SolarCleano: Tracking down solar panel defects with AI

Specialising in innovation and the development of robotic solutions for cleaning solar panels, the company is adding a new capability to its portfolio: automated detection and management of solar panel defects.

[This article is part of a content series developed in collaboration with FEDIL, showcasing how artificial intelligence is contributing to the digital transformation of Luxembourg’s economy.]

Photovoltaic energy continues to grow year on year. According to the French energy group EDF, solar photovoltaic power accounted for 5.4% of global electricity production in 2023, representing a 25% increase compared with 2022.

In Luxembourg, the proportion is significantly higher. In 2024, data from the Luxembourg Regulatory Institute show that solar energy accounted for almost a quarter of national electricity production, an increase of 22.4% in just one year.

With an installed capacity of nearly 550 MW, photovoltaics now represent by far the largest share of the country’s renewable energy mix, well ahead of wind power (215 MW) and biomass (75 MW).

The rapid and continuous expansion of solar power plants, often comprising thousands of photovoltaic modules, has led to growing demand for efficient cleaning, monitoring and maintenance solution.

In collaboration with the SnT

Founded in Luxembourg in 2017, SolarCleano is a robotics company specialising in innovative solutions for solar panel cleaning. Its autonomous robots are deployed in more than 100 countries worldwide and are used to clean hundreds of gigawatts of solar installations.

“Although photovoltaic panels have an expected lifespan of up to 25 years, they degrade at an average annual rate of 0.5%, which can increase significantly due to environmental stress and material ageing,” explains Andreas Kokkas, R&D Project Leader at SolarCleano.

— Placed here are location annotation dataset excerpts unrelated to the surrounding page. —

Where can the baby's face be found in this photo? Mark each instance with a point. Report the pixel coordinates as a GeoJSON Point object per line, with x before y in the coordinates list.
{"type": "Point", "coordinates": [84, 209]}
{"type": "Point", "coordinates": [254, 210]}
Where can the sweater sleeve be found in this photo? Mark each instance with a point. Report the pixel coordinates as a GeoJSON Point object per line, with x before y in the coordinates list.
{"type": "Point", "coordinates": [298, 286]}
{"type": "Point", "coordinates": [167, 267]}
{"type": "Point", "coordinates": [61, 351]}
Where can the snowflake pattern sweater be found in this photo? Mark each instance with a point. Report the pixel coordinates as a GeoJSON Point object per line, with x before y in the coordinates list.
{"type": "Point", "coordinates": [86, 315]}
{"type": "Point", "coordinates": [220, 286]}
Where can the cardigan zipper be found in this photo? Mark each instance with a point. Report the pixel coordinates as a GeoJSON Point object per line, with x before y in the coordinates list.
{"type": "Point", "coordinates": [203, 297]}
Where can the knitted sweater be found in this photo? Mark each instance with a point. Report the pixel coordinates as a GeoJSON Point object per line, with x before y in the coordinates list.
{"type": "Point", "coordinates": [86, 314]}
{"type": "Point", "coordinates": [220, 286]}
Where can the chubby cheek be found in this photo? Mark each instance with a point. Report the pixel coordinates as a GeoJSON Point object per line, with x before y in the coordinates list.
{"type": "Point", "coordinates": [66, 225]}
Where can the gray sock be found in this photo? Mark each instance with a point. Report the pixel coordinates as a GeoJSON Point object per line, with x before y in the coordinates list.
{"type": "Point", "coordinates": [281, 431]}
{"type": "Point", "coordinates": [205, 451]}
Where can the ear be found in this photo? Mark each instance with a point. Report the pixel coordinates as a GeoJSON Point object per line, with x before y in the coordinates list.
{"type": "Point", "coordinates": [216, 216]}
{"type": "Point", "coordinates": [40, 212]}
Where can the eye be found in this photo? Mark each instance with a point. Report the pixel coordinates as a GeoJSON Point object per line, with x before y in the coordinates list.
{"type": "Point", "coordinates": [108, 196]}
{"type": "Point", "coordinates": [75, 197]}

Given the scale of modern solar farms, manual quality control is simply not feasible. To address this challenge, the company partnered with the Interdisciplinary Centre for Security, Reliability and Trust (SnT) and the Hamelin Solar Energy Research Institute (ISFH) to develop solutions based on advances in robotics and artificial intelligence, particularly computer vision.

This collaboration gave rise to the ambitious PVDetects / Spider AI projects (Solar Panel Identification and Defect Recognition using Artificial Intelligence). These initiatives transform SolarCleano’s autonomous cleaning robots into intelligent, multifunctional platforms capable of inspecting photovoltaic modules using state-of-the-art thermal and RGB imaging combined with embedded artificial intelligence.

“The project integrates cutting-edge hardware and software, including data acquisition, dataset development and a complete inspection workflow based on the Robot Operating System (ROS),” says Shiva Hanifi, PhD student in robotic vision at SnT.

Cameras, sensors, on board processing...

The system incorporates RGB and thermal cameras, sensors, LED lighting and on-board processing capabilities. Combined with analysis modules developed by the SnT, it enables the robot to autonomously integrate captured images into defect detection models.

Solar panel defects can be detected using several imaging modalities, including electroluminescence, photoluminescence, infrared, ultraviolet and visual RGB imaging. “Each modality has specific advantages depending on imaging conditions, detection sensitivity and the types of defects being targeted,” explains Guillaume Dewez, Mechatronics Engineer at SolarCleano, who oversees the technical and operational progress of the PVDetects project.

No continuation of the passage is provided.